Boosting creativity helps kids overcome life’s challenges, according to study.

Boosting creativity helps kids overcome life's challenges, according to study.

Teaching Kids Creative Thinking to Manage Daily Stressors: A Pathway to Resilience

Kids Managing Stress

Just like adults, kids face daily stressors. Luckily, a new study suggests that teaching them creative thinking can help them manage it all. In a recent study conducted at Ohio State University, researchers found that when school-age children learned some “narrative creativity” techniques, such as shifting perspectives and imagining “what if” scenarios, they quickly became better problem-solvers. This newfound creativity not only enhanced their ability to tackle daily problems but also boosted their confidence levels.

The Importance of Creative Thinking for Kids

The study highlights the significance of creative thinking in children. According to Professor Angus Fletcher, the author of the study, when kids can think flexibly, they are less likely to panic in the face of challenges. Instead of giving up, they are more likely to seek alternative solutions, demonstrating resilience – a crucial life skill. Fletcher emphasizes that children’s biggest challenges are often related to social interactions rather than academic subjects like math. Unfortunately, schools typically prioritize test scores over life skills.

The Role of Parents in Nurturing Creative Thinking

Parents also play a crucial role in fostering creative thinking in their children. While well-intentioned, rushing to fix their child’s problems or providing them with “correct” solutions can hinder their ability to develop problem-solving skills. Fletcher suggests creating an environment where children are allowed to tackle challenges in their own way. As he puts it, “You need to teach them to be problem-solvers, rather than program them with the ‘correct’ answers.”

Study Methodology and Results

The study consisted of two small studies conducted at a summer camp in Ohio and involved a total of 60 children in third through fifth grade. In the first study, researchers divided 32 kids into two groups: one received a crash course in narrative creativity, while the other served as a comparison group. The creative thinking group was asked to consider someone in their lives with a special skill and imagine that person as their “creative friend” who could provide advice in challenging situations. This exercise, known as perspective switching, encourages looking at problems through someone else’s eyes.

Both groups were then tasked with thinking of a problem in their own lives and considering hypothetical problems. The children in the creative thinking group were specifically instructed to imagine the advice their “creative friend” would give them. The results were striking – nearly all children in the creativity group conjured up potential solutions to the problems presented, while fewer than half of the children in the comparison group did so.

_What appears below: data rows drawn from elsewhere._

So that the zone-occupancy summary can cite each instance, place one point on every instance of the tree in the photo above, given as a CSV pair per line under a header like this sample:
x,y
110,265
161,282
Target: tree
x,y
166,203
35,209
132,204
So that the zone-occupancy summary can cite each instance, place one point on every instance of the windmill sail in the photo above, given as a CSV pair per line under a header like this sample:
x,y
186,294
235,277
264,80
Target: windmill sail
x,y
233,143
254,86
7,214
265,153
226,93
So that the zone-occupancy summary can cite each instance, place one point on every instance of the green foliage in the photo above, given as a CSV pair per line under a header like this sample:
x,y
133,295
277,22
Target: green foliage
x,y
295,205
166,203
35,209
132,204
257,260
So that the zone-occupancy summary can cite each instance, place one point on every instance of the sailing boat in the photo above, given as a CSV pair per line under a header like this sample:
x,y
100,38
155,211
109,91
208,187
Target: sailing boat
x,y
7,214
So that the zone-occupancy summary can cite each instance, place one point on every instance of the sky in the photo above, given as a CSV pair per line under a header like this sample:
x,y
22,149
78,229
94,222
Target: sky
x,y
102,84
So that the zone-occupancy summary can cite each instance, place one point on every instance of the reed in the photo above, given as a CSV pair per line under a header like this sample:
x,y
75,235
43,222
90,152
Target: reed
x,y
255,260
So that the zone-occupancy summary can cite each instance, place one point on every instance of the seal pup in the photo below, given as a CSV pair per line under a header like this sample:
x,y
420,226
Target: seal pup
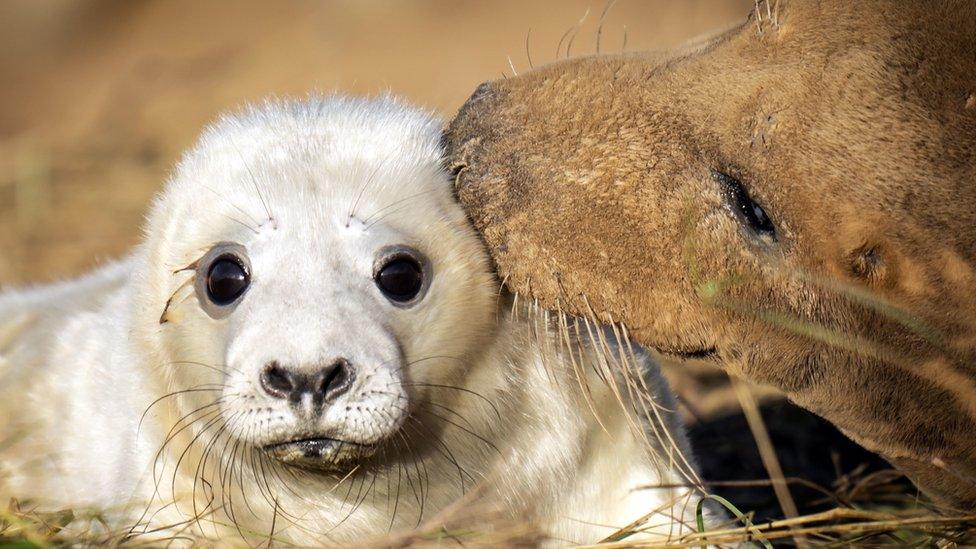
x,y
309,345
793,200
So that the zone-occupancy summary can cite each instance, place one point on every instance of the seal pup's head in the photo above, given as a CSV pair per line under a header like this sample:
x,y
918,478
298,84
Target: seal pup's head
x,y
316,271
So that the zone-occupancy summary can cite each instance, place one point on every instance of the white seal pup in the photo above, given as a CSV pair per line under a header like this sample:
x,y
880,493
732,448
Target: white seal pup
x,y
310,343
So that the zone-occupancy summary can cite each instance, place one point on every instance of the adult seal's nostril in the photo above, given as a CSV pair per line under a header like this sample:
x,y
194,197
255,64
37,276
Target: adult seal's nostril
x,y
334,380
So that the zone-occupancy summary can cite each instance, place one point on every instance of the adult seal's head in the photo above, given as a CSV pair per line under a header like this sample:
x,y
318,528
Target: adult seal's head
x,y
794,200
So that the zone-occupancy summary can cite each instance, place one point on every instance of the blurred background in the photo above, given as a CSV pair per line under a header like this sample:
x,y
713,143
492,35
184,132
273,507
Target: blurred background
x,y
99,97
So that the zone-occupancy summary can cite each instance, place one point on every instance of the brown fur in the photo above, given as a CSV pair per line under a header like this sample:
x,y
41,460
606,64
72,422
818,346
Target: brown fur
x,y
853,124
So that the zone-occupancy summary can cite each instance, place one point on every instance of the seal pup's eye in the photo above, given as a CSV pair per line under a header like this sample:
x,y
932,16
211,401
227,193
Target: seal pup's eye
x,y
401,275
746,210
223,276
226,280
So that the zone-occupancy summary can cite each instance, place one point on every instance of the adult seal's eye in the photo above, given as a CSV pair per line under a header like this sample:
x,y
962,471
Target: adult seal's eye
x,y
401,275
746,210
226,280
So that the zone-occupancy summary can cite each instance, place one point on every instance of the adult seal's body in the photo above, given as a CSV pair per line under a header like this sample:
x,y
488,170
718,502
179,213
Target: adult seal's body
x,y
310,345
794,200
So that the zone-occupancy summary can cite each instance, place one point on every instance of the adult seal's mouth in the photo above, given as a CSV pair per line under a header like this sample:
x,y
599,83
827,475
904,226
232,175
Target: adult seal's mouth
x,y
319,453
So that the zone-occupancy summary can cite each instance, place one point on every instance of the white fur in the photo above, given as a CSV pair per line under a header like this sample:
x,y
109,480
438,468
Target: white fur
x,y
83,361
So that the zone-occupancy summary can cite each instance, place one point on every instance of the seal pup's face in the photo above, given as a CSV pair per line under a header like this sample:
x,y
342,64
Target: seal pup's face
x,y
322,274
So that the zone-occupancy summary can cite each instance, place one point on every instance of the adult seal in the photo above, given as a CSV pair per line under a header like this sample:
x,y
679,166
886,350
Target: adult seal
x,y
310,346
794,200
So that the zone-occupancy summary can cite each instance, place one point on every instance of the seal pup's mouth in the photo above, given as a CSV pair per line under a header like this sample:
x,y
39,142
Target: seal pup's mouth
x,y
319,453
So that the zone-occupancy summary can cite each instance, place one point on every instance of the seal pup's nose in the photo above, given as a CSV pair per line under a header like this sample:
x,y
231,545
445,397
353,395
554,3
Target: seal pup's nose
x,y
321,386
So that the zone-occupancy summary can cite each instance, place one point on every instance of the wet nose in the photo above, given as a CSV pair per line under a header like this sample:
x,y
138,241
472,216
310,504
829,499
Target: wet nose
x,y
294,384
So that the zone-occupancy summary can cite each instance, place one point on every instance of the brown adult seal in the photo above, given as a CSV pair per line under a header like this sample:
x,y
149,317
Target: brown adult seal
x,y
795,200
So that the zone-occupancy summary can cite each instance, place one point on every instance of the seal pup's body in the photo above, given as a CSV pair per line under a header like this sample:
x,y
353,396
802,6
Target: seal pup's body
x,y
310,341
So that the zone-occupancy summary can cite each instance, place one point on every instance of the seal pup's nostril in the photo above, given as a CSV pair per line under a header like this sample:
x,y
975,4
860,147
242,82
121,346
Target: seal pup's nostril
x,y
277,381
334,379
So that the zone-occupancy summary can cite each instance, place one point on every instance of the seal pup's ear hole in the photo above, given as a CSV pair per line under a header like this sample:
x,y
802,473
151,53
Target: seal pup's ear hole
x,y
223,276
402,274
750,215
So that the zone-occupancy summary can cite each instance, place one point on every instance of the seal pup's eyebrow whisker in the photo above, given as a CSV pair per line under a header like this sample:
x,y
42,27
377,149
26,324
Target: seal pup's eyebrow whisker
x,y
254,182
231,203
366,184
378,211
603,18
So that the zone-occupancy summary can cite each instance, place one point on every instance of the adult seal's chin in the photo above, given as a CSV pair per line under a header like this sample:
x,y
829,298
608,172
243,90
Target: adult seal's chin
x,y
320,453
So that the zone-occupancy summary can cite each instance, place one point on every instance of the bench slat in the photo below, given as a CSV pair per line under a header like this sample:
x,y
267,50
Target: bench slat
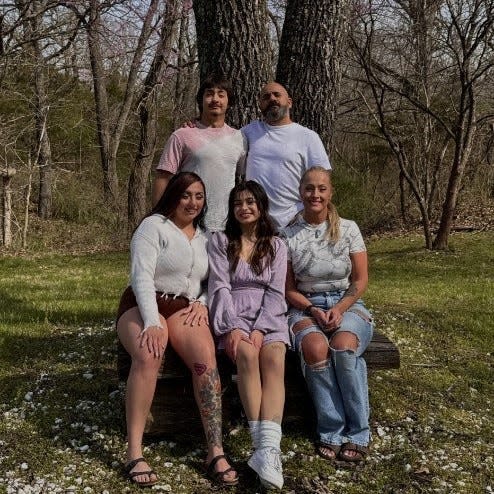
x,y
174,409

In the second study, involving 28 kids, the researchers implemented a 10-hour creativity training program spread out over five days. This training not only included perspective switching but also encouraged thinking of “what if” scenarios and taking a step back to review broader goals when faced with frustration. Similar to the first study, after the training, every child was able to generate multiple plans to tackle real-life and hypothetical problems.

The Wider Impact of Creative Thinking

Child psychologist Anand Patel from Montefiore Medical Center in New York City commends the study, as it focuses on healthy children facing everyday challenges, rather than those with mental health disorders. Similar tactics are used to help children with anxiety or depression “unstick” their way of thinking, often by encouraging them to take on a different perspective. Patel explains that asking children to imagine themselves as a friend in need can help them develop empathy, allowing them to approach their own problems more effectively.

The Modern Challenges of Creative Thinking Development

While old-fashioned free play used to provide space for creative thinking, the advent of technology has changed the dynamics. Fletcher and Patel note that kids today are heavily focused on devices rather than face-to-face interactions. While kids may excel at digital tasks, these skills often fall short when applied to real-life situations. Therefore, it is now more critical than ever to help children develop creative thinking skills to navigate life successfully.

Creativity Training for All Ages

Interestingly, the creativity training program utilized in the study is not just beneficial for children. Fletcher highlights that a similar training program has been used to build resilience among U.S. Army Special Forces units. This underscores the universal importance of creative thinking, proving it to be a valuable skill that can benefit individuals of all ages and backgrounds.

Childhood Diseases


Teaching children creative thinking is crucial for their development, enabling them to effectively manage daily stressors and become more resilient problem-solvers. By fostering flexible thinking, parents and educators can equip children with skills that extend beyond academic achievement. The study conducted at Ohio State University demonstrates the positive impact of creativity training and highlights the need to prioritize creativity and problem-solving skills alongside traditional academic pursuits. As children face an increasingly complex world, nurturing their creative thinking is essential to ensure their future success and well-being.